The promise of high-performance analytics, as I understand it, is this: Regardless of how you store your data or how much of it there is, complex analytical procedures can still access that data, conduct a series of calculations on that data and provide answers quickly, accurately and using the full potential of the resources in your computing environment.
That promise was simple enough when most organizations were storing data on single machines or in data warehouses with common structures. Today, however, one of the challenges with big data is that it’s often coming at you too quickly to store it all, let alone finesse and structure it in the perfect format for analysis.
For instance, many organizations want to quickly save data that’s coming in from cell phones and inventory transactions, and come back to analyze it later. Others want to analyze data at deeper levels than before, modeling at the customer transaction level and not just the customer account level.
In order to bring high-end analytics to big data scenarios, SAS developers have been rewriting the company’s analytical procedures to operate in distributed computing environments. The new procedures have two components:
- The data access component scans the storage environment, recognizes how data are stored, and serves the data to the computational component.
- The computational component breaks complex algorithms and models down into a series of calculations that execute in parallel, on a single machine, or in a distributed environment.
With minimal input from a local programmer, the first layer acts as the explorer or the cartographer. It takes a peek at the data and the computing environment, understands the lay of the land and tells the second layer how to divide-and-conquer to analyze various segments of the data simultaneously and then bring those segmented calculations back together to run the final step of the procedure that provides the answer.
Oliver Schabenberger, lead architect of the SAS High-Performance Analytics product, began the high-performance project by asking himself, “How can we develop software that can execute in a distributed environment, a single platform or a single machine from the same code base?”
His answer introduced the new data access component. It is important because it allows SAS to execute in different high-performance modes with minimal input from the user. If your data are on a single machine, the first component recognizes that and tells the second component to run the calculations in concurrent threads on a single machine, or by dividing and conquering on a high-performance computing appliance. If the data are stored in distributed form, for example, in a massively parallel database, the procedure knows how to break it down into steps that take advantage of the data structure and the computing environment.
“What we are doing is taking the data source out of picture,” says Paul Kent, VP of SAS Platform R&D. “In the future, whether you run on an EMC Greenplum appliance, an Oracle database, or a Teradata database, it won’t matter.”

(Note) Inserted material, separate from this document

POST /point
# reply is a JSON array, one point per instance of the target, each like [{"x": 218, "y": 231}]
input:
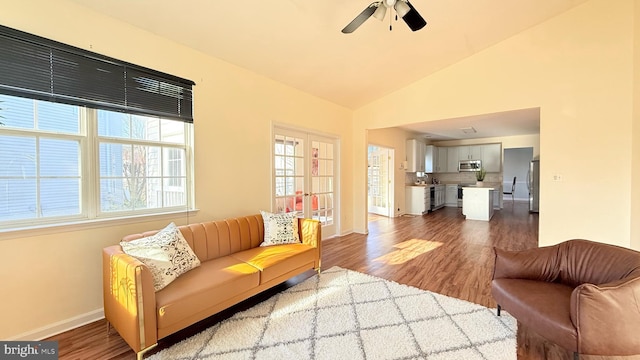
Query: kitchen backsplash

To describe the divide and conquer approach, Paul provides a simple metaphor: What if we wanted to calculate the average age of everyone in a large auditorium? You could send one person around the auditorium to ask everyone their age, add up the ages and then divide by the total number of everyone in the room. Or, you could start on the right side of the room, have each person report their age to the person on their left who adds it to their own and so on down the row. Then, one person standing at the left counts the total number of people, compiles age totals by row, and calculates the average.
With complex algorithms and large data sources, the calculations are obviously more rigorous, but you get the idea. Each computer node (or, auditorium row) is working on its own piece of the calculation simultaneously and reporting the answers back to the procedure for a final calculation.
“We’re not inviting data to come to us so we can munch on it anymore,” says Paul. “We’re finding clever ways to go where the data are, and move the work out to all the different slices of data as it exists.”
After all, moving data around to combine only the exact pieces required for specific business problems is not always practical. Plus, faster computers alone can no longer offer the increases in performance needed.
“Our ability to compute outpaces the industry’s ability to move data from disc to disc,” says Paul. With SAS High-Performance Analytics, organizations can take advantage of those fast computing capabilities and the smartest algorithms around – regardless of how the data is stored.